The artery-clogging trans fat tally alone is “astonishing” in the limited-time only dish of fried fish, cornmeal hush puppies and onion rings, according to the Center for Science in the Public Interest. The American Heart Association’s limit is less than 2 grams daily and trans fat has been banned by some cities and states and abandoned by many U.S. food makers.
CSPI, a consumer-focused nonprofit group that promotes healthier eating, wants the chain to stop using the unhealthy oil and is urging the U.S. Food and Drug Administration to revoke its approval of trans fat-containing partially hydrogenated cooking oils that raise the risk of heart disease.
CSPI said it planned to pursue legal action if Long John Silver’s continues to use the unhealthy cooking oil.
“It’s outrageous that Long John Silver’s foods are still loaded with artificial trans fat and that the FDA still permits it in foods,” Walter Willett, chair of the nutrition department at the Harvard School of Public Health, said in a statement.
CSPI also said Long John Silver’s nutrition disclosures understate the amount of trans fat and sodium in its onion rings and hush puppies.
“We stand behind our published food data and will review any requests from CSPI that raise questions about our data,” Gary Gerdemann, a spokesman for Long John Silver’s, said in an email.
Gerdemann did not address the trans fat issue.
Representatives from the FDA a did not immediately return requests for comment.
Long John Silver’s “Big Catch” meal also has 19 grams of heart disease-promoting saturated fat and the high sodium content promotes high blood pressure and stroke, CSPI said.
Trans fat is considered to be the most unhealthy dietary fat because it increases “bad” LDL cholesterol and reduces “good” HDL cholesterol.

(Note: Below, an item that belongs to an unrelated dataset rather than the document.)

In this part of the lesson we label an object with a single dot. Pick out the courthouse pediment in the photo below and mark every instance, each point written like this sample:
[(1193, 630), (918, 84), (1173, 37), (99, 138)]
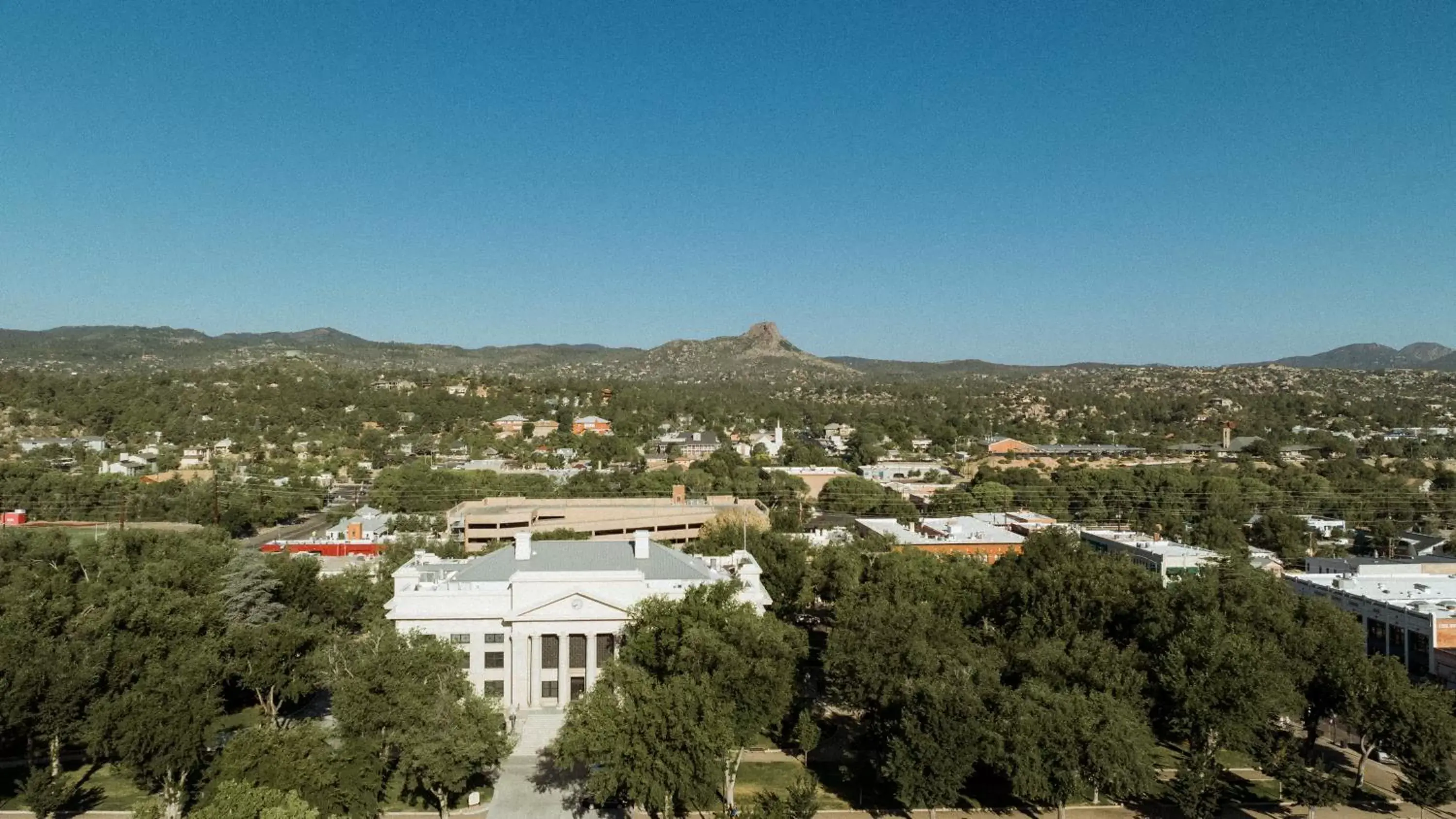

Trans fat occurs naturally in meat and milk, but the majority makes its way into the American diet by way of foods cooked with partially hydrogenated vegetable oils.
The U.S. Food and Drug Administration in 2006 began requiring food makers to list trans fat on their product labels. New York City, the state of California and other jurisdictions also passed laws banning the use of trans fats in restaurants and other food service establishments.
As a result, packaged food makers have largely eliminated their use of trans fat and high-profile restaurant chains like McDonald’s Corp have switched to trans fat-free oils.
Typical adults are advised to consume no more than 20 grams of saturated fat and 1,500 milligrams of sodium per day.
CSPI also compiles an annual list of “food porn” to alert consumers to menu items with eye-popping levels of calories, saturated fat, sugar and/or sodium. The group has used such “awards” to raise awareness about healthy eating.